Acho que nunca tinha rido com tanta vontade na minha vida e penso que cheguei até a rebolar no chão. Quando finalmente consegui parar, ele olhava para mim, com um ar indignado.

-Porque estás a rir? Do que estás a rir? É de mim, é?

Oh céus, seria possível ter magoado os sentimentos de um monstro? Nunca me tinha ocorrido que os tivessem.

Olhei novamente, com mais atenção e, debaixo daquela aparência desgrenhada, consegui perceber o seu semblante triste. E isso fez-me sentir mal comigo mesmo. Mas não havia volta a dar, o mal estava feito.

-É sempre assim, nunca me levam a sério. O que tenho eu de errado?

-Pronto, pronto, não te queria ofender. Desculpa lá. Mas…pensando bem, tu querias assustar-me. Isso também não é lá muito bonito, pois não?

-Mas esse é o meu trabalho! É para isso que serve um monstro. Só te assusto para te ajudar a lidares com os teus medos.

Eu preferia lidar com eles à minha maneira, mas não disse nada. Já o tinha ofendido o suficiente.

-Queres brincar comigo?

A pergunta era um gesto de paz, mas ele ficou ainda mais irritado.

-NÃO! Não podes brincar com um monstro. Eu quero que fiques assustado! MUITO assustado!

Enquanto dizia essas palavras dava pequenos pulinhos no chão, com as garras apontadas na minha direção, o que o fazia parecer ainda mais cómico.

– Eu tenho-te muito medo, a sério. Todas as noites me assusto com a possibilidade de estares debaixo da minha cama e ainda agora tremia como varas verdes antes de apareceres. Mas depois vi-te e…

– E O QUEEEÊ?!!! – gritou, dessa vez sim, de uma forma bastante assustadora.

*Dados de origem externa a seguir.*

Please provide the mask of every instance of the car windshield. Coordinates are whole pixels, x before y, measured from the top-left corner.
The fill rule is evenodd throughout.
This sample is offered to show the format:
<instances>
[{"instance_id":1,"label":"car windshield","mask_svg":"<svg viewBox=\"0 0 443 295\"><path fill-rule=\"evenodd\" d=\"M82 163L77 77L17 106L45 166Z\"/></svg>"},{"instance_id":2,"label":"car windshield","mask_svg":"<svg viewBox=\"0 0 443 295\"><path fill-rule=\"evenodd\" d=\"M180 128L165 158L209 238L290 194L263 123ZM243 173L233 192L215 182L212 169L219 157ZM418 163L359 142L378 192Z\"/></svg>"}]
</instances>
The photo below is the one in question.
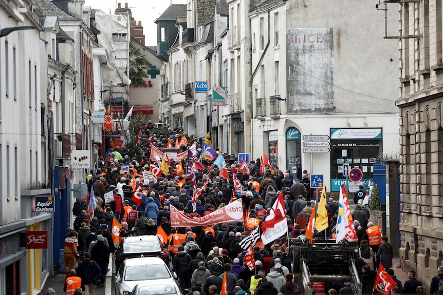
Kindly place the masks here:
<instances>
[{"instance_id":1,"label":"car windshield","mask_svg":"<svg viewBox=\"0 0 443 295\"><path fill-rule=\"evenodd\" d=\"M165 264L145 264L127 266L124 274L124 281L160 280L171 277Z\"/></svg>"},{"instance_id":2,"label":"car windshield","mask_svg":"<svg viewBox=\"0 0 443 295\"><path fill-rule=\"evenodd\" d=\"M158 241L131 241L123 244L124 253L146 253L161 251Z\"/></svg>"},{"instance_id":3,"label":"car windshield","mask_svg":"<svg viewBox=\"0 0 443 295\"><path fill-rule=\"evenodd\" d=\"M177 289L172 284L151 285L141 286L138 293L140 295L173 295L177 294Z\"/></svg>"}]
</instances>

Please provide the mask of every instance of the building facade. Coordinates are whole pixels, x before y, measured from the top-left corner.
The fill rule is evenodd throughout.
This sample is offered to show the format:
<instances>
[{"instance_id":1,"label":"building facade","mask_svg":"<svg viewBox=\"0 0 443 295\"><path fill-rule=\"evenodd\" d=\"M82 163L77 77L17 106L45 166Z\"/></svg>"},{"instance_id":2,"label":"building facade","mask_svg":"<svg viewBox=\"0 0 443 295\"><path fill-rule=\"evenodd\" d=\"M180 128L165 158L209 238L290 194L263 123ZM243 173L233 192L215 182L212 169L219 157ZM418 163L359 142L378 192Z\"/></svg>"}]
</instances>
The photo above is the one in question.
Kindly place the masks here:
<instances>
[{"instance_id":1,"label":"building facade","mask_svg":"<svg viewBox=\"0 0 443 295\"><path fill-rule=\"evenodd\" d=\"M399 150L398 48L382 38L383 15L370 3L254 4L252 160L267 154L294 178L322 174L328 191L346 182L346 163L361 170L362 181L373 179L377 155ZM303 140L309 135L323 140Z\"/></svg>"},{"instance_id":2,"label":"building facade","mask_svg":"<svg viewBox=\"0 0 443 295\"><path fill-rule=\"evenodd\" d=\"M397 101L400 117L400 257L402 266L415 270L429 288L437 267L443 265L441 2L405 1L388 3L386 8L399 12L398 35L403 36Z\"/></svg>"}]
</instances>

Não consegui evitar de me encolher e acho que ele percebeu, pois tenho a certeza que lhe vi os olhos brilharem um bocadinho.

Foi nessa altura que percebi que, no fundo, quer sejamos crianças, adultos ou mesmo monstros, todos temos algo em comum: gostamos de sentir que somos bons naquilo que fazemos.

Por um momento ocorreu-me fazer-lhe o discurso que a mãe não se cansa de me repetir, sobre a importância da auto-estima e de nos preocuparmos mais com o que nós próprios pensamos do que com os julgamentos dos outros. Mas, sinceramente, não me pareceu que ele precisasse disso naquele momento.

Por isso limitei-me a ficar encolhido e a responder:

– E… nada… quis fazer-me forte, mas és realmente muito assustador. Por favor, não me faças mal!

Não, sei se ele acreditou ou não, mas sorriu de contentamento. Nesse momento ouvi a porta abrir-se e a mãe dizer:

– Bolachas quentinhas! Quem quer bolachas quentinhas?

Dei um salto. A mãe consegue ser mais assustadora do que o monstro. Quando olhei em redor já não o vi em lado nenhum. Não sei se o voltarei a ver, mas tenho a certeza que não voltarei a ter medo de apagar a luz, depois de o ter conhecido.

Por vias das dúvidas, todas as noites desde então, tenho deixado umas bolachas ao lado da cama… não vá ele ainda estar chateado comigo.